Q1 2023 Passive Earnings Wrap

Up to now, it doesn’t look so good. Nevertheless, passive earnings and bills are each lumpy. I’m fairly positive it can work out by the top of the yr. We normally catch up in December after I get all of the numbers in. It’ll be attention-grabbing to see if actual property crowdfunding will ship this yr. Final yr was a fantastic yr and we bought a giant payout.
Passive earnings has been nice for us. It stored delivering by way of the roughest a part of the pandemic. I’m assured passive earnings will hold rolling sooner or later when Mrs. RB40 and I are each totally retired. Now, let’s hope inflation goes again to 2%. That’s the opposite a part of the equation.
What about you? How is your passive earnings doing in 2023?
Actual property funding ought to do effectively over the subsequent few years. We nonetheless have a housing scarcity within the US and folks have to stay someplace. Try CrowdStreet if you wish to generate passive earnings from business actual property.
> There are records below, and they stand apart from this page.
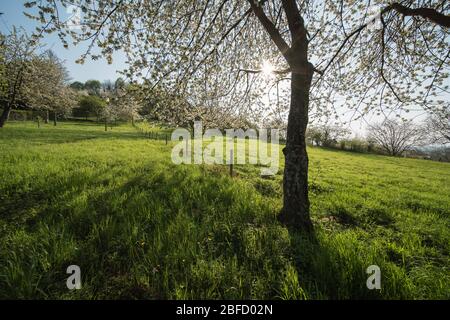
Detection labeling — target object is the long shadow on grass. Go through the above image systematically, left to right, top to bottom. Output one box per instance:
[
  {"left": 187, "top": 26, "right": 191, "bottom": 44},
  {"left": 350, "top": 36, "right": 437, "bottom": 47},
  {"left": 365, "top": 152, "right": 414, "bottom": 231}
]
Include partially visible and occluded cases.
[{"left": 0, "top": 163, "right": 288, "bottom": 299}]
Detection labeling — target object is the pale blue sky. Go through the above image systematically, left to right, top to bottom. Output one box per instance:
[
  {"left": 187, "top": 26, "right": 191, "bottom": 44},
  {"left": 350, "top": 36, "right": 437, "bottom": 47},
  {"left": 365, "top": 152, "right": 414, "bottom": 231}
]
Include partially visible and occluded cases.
[{"left": 0, "top": 0, "right": 125, "bottom": 82}]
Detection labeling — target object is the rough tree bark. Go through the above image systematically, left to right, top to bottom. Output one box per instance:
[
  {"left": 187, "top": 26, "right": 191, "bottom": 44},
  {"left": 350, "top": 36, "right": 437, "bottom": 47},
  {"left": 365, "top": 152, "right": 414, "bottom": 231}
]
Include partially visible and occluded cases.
[
  {"left": 249, "top": 0, "right": 315, "bottom": 233},
  {"left": 278, "top": 63, "right": 313, "bottom": 231}
]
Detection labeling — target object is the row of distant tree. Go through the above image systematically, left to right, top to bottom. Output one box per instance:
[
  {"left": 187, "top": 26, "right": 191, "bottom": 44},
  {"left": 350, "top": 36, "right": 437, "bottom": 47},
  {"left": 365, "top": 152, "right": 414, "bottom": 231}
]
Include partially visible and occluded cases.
[
  {"left": 0, "top": 28, "right": 171, "bottom": 127},
  {"left": 307, "top": 114, "right": 450, "bottom": 161}
]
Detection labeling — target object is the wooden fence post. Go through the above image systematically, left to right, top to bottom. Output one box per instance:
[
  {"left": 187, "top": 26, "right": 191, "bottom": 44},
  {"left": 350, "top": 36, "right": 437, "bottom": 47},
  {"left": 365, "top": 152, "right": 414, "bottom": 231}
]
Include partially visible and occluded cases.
[{"left": 230, "top": 149, "right": 234, "bottom": 177}]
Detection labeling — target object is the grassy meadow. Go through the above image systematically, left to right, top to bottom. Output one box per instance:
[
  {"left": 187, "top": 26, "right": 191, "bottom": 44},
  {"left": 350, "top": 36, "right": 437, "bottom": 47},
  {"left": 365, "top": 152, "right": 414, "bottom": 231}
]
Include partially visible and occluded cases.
[{"left": 0, "top": 122, "right": 450, "bottom": 299}]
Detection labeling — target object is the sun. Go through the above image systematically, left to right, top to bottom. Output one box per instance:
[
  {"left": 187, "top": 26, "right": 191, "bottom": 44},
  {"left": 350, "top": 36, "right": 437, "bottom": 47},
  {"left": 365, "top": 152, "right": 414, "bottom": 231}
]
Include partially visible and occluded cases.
[{"left": 261, "top": 60, "right": 275, "bottom": 76}]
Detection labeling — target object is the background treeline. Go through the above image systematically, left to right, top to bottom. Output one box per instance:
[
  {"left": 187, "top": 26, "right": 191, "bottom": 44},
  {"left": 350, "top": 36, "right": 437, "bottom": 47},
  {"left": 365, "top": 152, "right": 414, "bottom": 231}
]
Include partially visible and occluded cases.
[{"left": 306, "top": 117, "right": 450, "bottom": 162}]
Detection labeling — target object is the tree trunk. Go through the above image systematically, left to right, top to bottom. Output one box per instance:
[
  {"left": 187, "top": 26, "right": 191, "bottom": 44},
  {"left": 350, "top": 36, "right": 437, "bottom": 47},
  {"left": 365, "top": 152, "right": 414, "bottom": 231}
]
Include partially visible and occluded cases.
[
  {"left": 279, "top": 64, "right": 313, "bottom": 232},
  {"left": 0, "top": 104, "right": 11, "bottom": 128}
]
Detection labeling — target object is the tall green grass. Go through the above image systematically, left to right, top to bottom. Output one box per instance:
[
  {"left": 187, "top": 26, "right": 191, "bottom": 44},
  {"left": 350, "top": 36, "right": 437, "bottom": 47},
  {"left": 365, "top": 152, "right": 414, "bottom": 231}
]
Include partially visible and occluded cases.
[{"left": 0, "top": 123, "right": 450, "bottom": 299}]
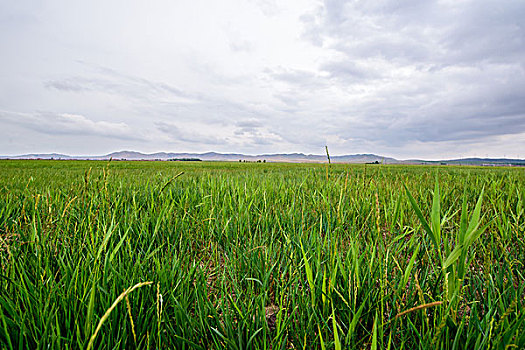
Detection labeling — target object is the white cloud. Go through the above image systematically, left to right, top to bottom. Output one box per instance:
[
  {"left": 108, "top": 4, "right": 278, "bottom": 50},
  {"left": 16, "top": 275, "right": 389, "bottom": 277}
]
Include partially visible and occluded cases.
[{"left": 0, "top": 0, "right": 525, "bottom": 157}]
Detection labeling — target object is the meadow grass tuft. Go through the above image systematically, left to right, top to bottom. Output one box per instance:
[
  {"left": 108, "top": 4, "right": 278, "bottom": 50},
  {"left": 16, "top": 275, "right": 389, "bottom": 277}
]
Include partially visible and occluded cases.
[{"left": 0, "top": 161, "right": 525, "bottom": 349}]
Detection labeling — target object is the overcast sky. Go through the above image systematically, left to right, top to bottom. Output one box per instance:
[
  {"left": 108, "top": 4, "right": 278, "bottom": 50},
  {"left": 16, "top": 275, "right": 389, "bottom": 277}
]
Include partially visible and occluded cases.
[{"left": 0, "top": 0, "right": 525, "bottom": 159}]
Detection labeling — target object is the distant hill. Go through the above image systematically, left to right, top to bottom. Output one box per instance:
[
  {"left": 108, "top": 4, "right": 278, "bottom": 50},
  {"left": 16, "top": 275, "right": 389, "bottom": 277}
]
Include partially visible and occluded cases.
[{"left": 0, "top": 151, "right": 525, "bottom": 166}]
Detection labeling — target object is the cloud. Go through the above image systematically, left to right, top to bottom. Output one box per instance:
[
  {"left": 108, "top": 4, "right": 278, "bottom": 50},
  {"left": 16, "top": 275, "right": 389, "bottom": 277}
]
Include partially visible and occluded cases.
[
  {"left": 0, "top": 0, "right": 525, "bottom": 157},
  {"left": 0, "top": 111, "right": 143, "bottom": 140}
]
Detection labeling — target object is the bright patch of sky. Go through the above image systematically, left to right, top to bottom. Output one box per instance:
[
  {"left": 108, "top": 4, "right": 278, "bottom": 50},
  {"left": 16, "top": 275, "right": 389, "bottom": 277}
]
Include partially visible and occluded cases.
[{"left": 0, "top": 0, "right": 525, "bottom": 159}]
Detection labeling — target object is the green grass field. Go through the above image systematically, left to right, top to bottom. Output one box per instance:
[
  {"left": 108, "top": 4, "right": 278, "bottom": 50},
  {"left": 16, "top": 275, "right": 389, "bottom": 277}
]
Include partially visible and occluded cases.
[{"left": 0, "top": 161, "right": 525, "bottom": 349}]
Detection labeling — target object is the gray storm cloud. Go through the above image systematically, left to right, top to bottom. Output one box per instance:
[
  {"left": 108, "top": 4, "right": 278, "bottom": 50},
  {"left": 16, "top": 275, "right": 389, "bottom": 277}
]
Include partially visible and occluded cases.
[{"left": 0, "top": 0, "right": 525, "bottom": 158}]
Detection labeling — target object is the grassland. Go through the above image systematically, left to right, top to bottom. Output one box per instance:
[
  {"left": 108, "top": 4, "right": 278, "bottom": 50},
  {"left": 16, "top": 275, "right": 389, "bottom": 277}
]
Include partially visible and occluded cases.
[{"left": 0, "top": 161, "right": 525, "bottom": 349}]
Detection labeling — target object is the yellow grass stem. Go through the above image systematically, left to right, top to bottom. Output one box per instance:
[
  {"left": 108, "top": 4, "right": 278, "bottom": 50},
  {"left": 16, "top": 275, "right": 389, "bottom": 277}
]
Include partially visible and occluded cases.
[{"left": 87, "top": 282, "right": 153, "bottom": 350}]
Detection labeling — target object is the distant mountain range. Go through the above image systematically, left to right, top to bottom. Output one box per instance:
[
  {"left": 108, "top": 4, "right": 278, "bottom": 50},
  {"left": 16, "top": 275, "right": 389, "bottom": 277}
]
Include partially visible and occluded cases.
[{"left": 0, "top": 151, "right": 525, "bottom": 166}]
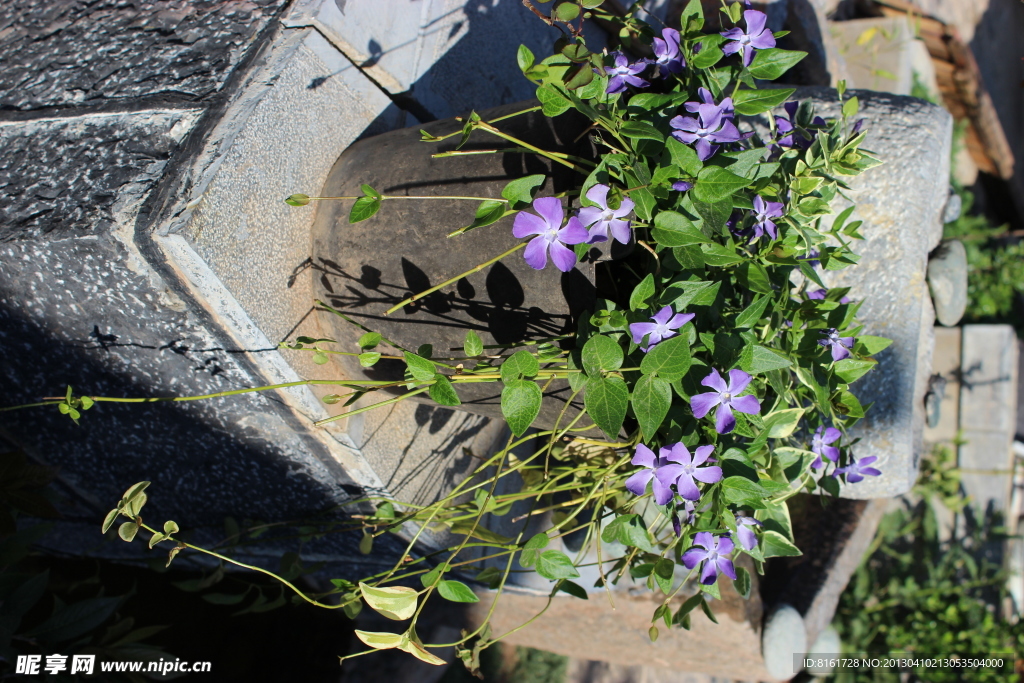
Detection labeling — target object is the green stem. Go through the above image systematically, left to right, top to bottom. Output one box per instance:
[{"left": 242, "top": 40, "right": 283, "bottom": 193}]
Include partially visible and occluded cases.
[{"left": 384, "top": 242, "right": 529, "bottom": 315}]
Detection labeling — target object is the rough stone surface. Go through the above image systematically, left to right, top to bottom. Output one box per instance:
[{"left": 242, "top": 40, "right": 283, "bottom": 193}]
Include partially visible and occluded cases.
[
  {"left": 0, "top": 0, "right": 286, "bottom": 111},
  {"left": 796, "top": 88, "right": 952, "bottom": 498},
  {"left": 0, "top": 110, "right": 200, "bottom": 242},
  {"left": 928, "top": 240, "right": 968, "bottom": 328},
  {"left": 958, "top": 325, "right": 1018, "bottom": 511},
  {"left": 761, "top": 604, "right": 807, "bottom": 680}
]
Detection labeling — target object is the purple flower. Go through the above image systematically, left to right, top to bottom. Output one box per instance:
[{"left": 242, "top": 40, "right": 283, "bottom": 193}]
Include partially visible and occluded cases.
[
  {"left": 722, "top": 9, "right": 775, "bottom": 67},
  {"left": 651, "top": 29, "right": 686, "bottom": 74},
  {"left": 604, "top": 52, "right": 650, "bottom": 95},
  {"left": 669, "top": 88, "right": 742, "bottom": 161},
  {"left": 579, "top": 185, "right": 634, "bottom": 245},
  {"left": 751, "top": 195, "right": 783, "bottom": 242},
  {"left": 512, "top": 197, "right": 590, "bottom": 272},
  {"left": 797, "top": 288, "right": 852, "bottom": 303},
  {"left": 630, "top": 305, "right": 694, "bottom": 353},
  {"left": 818, "top": 328, "right": 854, "bottom": 360},
  {"left": 690, "top": 369, "right": 761, "bottom": 434},
  {"left": 811, "top": 426, "right": 843, "bottom": 469},
  {"left": 626, "top": 443, "right": 674, "bottom": 505},
  {"left": 655, "top": 443, "right": 722, "bottom": 501},
  {"left": 833, "top": 456, "right": 882, "bottom": 483},
  {"left": 736, "top": 517, "right": 763, "bottom": 551},
  {"left": 683, "top": 531, "right": 736, "bottom": 586}
]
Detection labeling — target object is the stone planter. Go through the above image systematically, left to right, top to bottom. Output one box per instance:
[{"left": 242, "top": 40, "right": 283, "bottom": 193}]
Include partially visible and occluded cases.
[{"left": 313, "top": 101, "right": 598, "bottom": 427}]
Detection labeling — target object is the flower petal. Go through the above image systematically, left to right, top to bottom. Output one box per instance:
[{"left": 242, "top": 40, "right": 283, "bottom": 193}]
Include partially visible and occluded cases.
[
  {"left": 534, "top": 197, "right": 565, "bottom": 228},
  {"left": 522, "top": 237, "right": 550, "bottom": 270},
  {"left": 538, "top": 240, "right": 589, "bottom": 272},
  {"left": 690, "top": 391, "right": 722, "bottom": 420},
  {"left": 715, "top": 403, "right": 736, "bottom": 434}
]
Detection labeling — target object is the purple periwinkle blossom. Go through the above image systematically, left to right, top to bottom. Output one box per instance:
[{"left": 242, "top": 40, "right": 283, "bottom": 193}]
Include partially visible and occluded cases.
[
  {"left": 722, "top": 9, "right": 775, "bottom": 67},
  {"left": 651, "top": 29, "right": 686, "bottom": 75},
  {"left": 604, "top": 52, "right": 650, "bottom": 95},
  {"left": 669, "top": 88, "right": 742, "bottom": 161},
  {"left": 578, "top": 185, "right": 634, "bottom": 245},
  {"left": 751, "top": 195, "right": 783, "bottom": 242},
  {"left": 512, "top": 197, "right": 590, "bottom": 272},
  {"left": 798, "top": 288, "right": 853, "bottom": 303},
  {"left": 630, "top": 305, "right": 694, "bottom": 353},
  {"left": 818, "top": 328, "right": 855, "bottom": 360},
  {"left": 690, "top": 369, "right": 761, "bottom": 434},
  {"left": 811, "top": 425, "right": 843, "bottom": 469},
  {"left": 626, "top": 443, "right": 675, "bottom": 505},
  {"left": 655, "top": 443, "right": 722, "bottom": 501},
  {"left": 833, "top": 456, "right": 882, "bottom": 483},
  {"left": 736, "top": 517, "right": 763, "bottom": 551},
  {"left": 683, "top": 531, "right": 736, "bottom": 586}
]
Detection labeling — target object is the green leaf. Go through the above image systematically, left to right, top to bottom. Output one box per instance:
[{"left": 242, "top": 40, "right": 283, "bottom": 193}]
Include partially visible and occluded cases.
[
  {"left": 552, "top": 2, "right": 580, "bottom": 23},
  {"left": 689, "top": 34, "right": 725, "bottom": 69},
  {"left": 515, "top": 45, "right": 536, "bottom": 74},
  {"left": 749, "top": 47, "right": 807, "bottom": 81},
  {"left": 540, "top": 85, "right": 572, "bottom": 116},
  {"left": 732, "top": 88, "right": 797, "bottom": 116},
  {"left": 618, "top": 121, "right": 665, "bottom": 143},
  {"left": 665, "top": 137, "right": 703, "bottom": 176},
  {"left": 691, "top": 166, "right": 751, "bottom": 204},
  {"left": 502, "top": 173, "right": 545, "bottom": 206},
  {"left": 348, "top": 197, "right": 381, "bottom": 223},
  {"left": 457, "top": 200, "right": 508, "bottom": 232},
  {"left": 651, "top": 211, "right": 711, "bottom": 247},
  {"left": 700, "top": 244, "right": 744, "bottom": 266},
  {"left": 626, "top": 272, "right": 654, "bottom": 313},
  {"left": 735, "top": 296, "right": 771, "bottom": 329},
  {"left": 463, "top": 330, "right": 483, "bottom": 357},
  {"left": 583, "top": 335, "right": 623, "bottom": 377},
  {"left": 640, "top": 335, "right": 693, "bottom": 382},
  {"left": 854, "top": 335, "right": 893, "bottom": 355},
  {"left": 739, "top": 344, "right": 793, "bottom": 375},
  {"left": 501, "top": 349, "right": 541, "bottom": 384},
  {"left": 357, "top": 351, "right": 381, "bottom": 368},
  {"left": 402, "top": 351, "right": 437, "bottom": 382},
  {"left": 834, "top": 358, "right": 879, "bottom": 384},
  {"left": 427, "top": 374, "right": 462, "bottom": 405},
  {"left": 630, "top": 375, "right": 672, "bottom": 440},
  {"left": 583, "top": 376, "right": 630, "bottom": 438},
  {"left": 502, "top": 380, "right": 544, "bottom": 436},
  {"left": 764, "top": 408, "right": 806, "bottom": 438},
  {"left": 722, "top": 476, "right": 770, "bottom": 504},
  {"left": 102, "top": 509, "right": 121, "bottom": 533},
  {"left": 601, "top": 514, "right": 654, "bottom": 553},
  {"left": 762, "top": 529, "right": 803, "bottom": 559},
  {"left": 519, "top": 533, "right": 550, "bottom": 568},
  {"left": 537, "top": 550, "right": 580, "bottom": 581},
  {"left": 654, "top": 557, "right": 676, "bottom": 595},
  {"left": 732, "top": 567, "right": 751, "bottom": 600},
  {"left": 437, "top": 581, "right": 480, "bottom": 602},
  {"left": 558, "top": 581, "right": 589, "bottom": 600},
  {"left": 359, "top": 582, "right": 420, "bottom": 622},
  {"left": 355, "top": 630, "right": 402, "bottom": 650}
]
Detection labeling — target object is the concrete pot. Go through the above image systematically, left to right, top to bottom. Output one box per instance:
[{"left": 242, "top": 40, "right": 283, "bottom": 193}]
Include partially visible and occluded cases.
[{"left": 312, "top": 101, "right": 596, "bottom": 427}]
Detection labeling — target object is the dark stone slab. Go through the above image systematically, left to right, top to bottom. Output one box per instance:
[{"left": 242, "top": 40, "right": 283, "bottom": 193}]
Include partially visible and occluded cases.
[
  {"left": 0, "top": 0, "right": 286, "bottom": 111},
  {"left": 0, "top": 110, "right": 198, "bottom": 243}
]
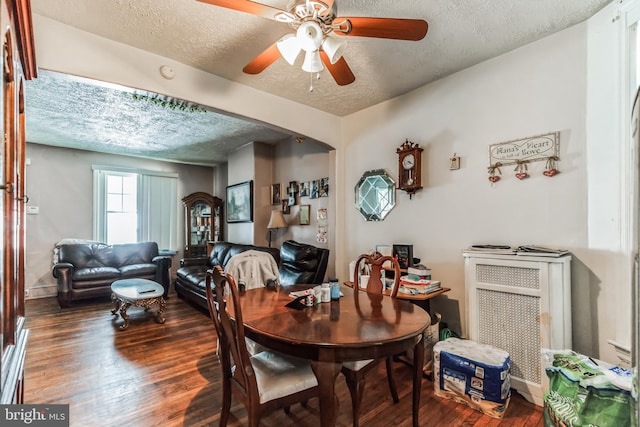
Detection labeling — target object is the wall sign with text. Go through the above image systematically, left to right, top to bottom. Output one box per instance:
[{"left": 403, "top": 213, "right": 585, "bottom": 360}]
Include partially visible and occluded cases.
[{"left": 488, "top": 132, "right": 560, "bottom": 182}]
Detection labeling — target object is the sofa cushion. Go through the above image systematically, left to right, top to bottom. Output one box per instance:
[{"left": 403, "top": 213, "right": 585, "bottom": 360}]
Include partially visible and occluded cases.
[
  {"left": 279, "top": 240, "right": 329, "bottom": 285},
  {"left": 113, "top": 242, "right": 158, "bottom": 267},
  {"left": 208, "top": 242, "right": 280, "bottom": 269},
  {"left": 58, "top": 243, "right": 115, "bottom": 269},
  {"left": 120, "top": 264, "right": 156, "bottom": 279},
  {"left": 176, "top": 265, "right": 207, "bottom": 284},
  {"left": 73, "top": 267, "right": 120, "bottom": 282}
]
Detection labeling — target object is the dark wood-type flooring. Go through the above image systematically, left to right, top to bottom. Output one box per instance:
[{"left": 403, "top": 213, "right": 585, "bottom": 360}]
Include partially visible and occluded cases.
[{"left": 25, "top": 294, "right": 543, "bottom": 427}]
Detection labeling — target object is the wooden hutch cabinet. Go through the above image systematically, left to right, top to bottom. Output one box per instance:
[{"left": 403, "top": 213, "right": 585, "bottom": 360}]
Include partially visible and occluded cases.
[
  {"left": 0, "top": 0, "right": 37, "bottom": 404},
  {"left": 182, "top": 192, "right": 223, "bottom": 257}
]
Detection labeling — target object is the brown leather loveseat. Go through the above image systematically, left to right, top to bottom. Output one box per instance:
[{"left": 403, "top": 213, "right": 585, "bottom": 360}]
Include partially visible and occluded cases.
[{"left": 53, "top": 242, "right": 171, "bottom": 307}]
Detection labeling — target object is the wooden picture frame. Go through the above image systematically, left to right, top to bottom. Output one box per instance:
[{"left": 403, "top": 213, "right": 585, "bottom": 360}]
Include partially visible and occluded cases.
[
  {"left": 227, "top": 181, "right": 253, "bottom": 224},
  {"left": 271, "top": 183, "right": 282, "bottom": 206},
  {"left": 282, "top": 199, "right": 291, "bottom": 214},
  {"left": 299, "top": 205, "right": 311, "bottom": 225},
  {"left": 392, "top": 245, "right": 413, "bottom": 269}
]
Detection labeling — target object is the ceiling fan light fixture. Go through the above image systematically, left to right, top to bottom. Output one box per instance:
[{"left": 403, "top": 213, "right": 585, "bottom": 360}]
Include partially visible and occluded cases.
[
  {"left": 296, "top": 21, "right": 324, "bottom": 52},
  {"left": 276, "top": 34, "right": 301, "bottom": 65},
  {"left": 322, "top": 36, "right": 345, "bottom": 64},
  {"left": 302, "top": 50, "right": 324, "bottom": 73}
]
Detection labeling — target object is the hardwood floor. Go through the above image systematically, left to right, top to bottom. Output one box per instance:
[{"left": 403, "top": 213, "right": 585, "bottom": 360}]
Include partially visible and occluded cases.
[{"left": 25, "top": 294, "right": 543, "bottom": 427}]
It’s means simpler than being a landlord. Though, I’m unsure how the rising rate of interest will change issues. It most likely will probably be tougher to exit a undertaking if the speed retains rising. Keep tuned.
Passive earnings is the important thing to early retirement. This yr, Joe is investing in business actual property with CrowdStreet. They’ve many initiatives throughout the USA so verify them out!
Joe additionally extremely recommends Private Capital for DIY buyers. They’ve many helpful instruments that can assist you attain monetary independence.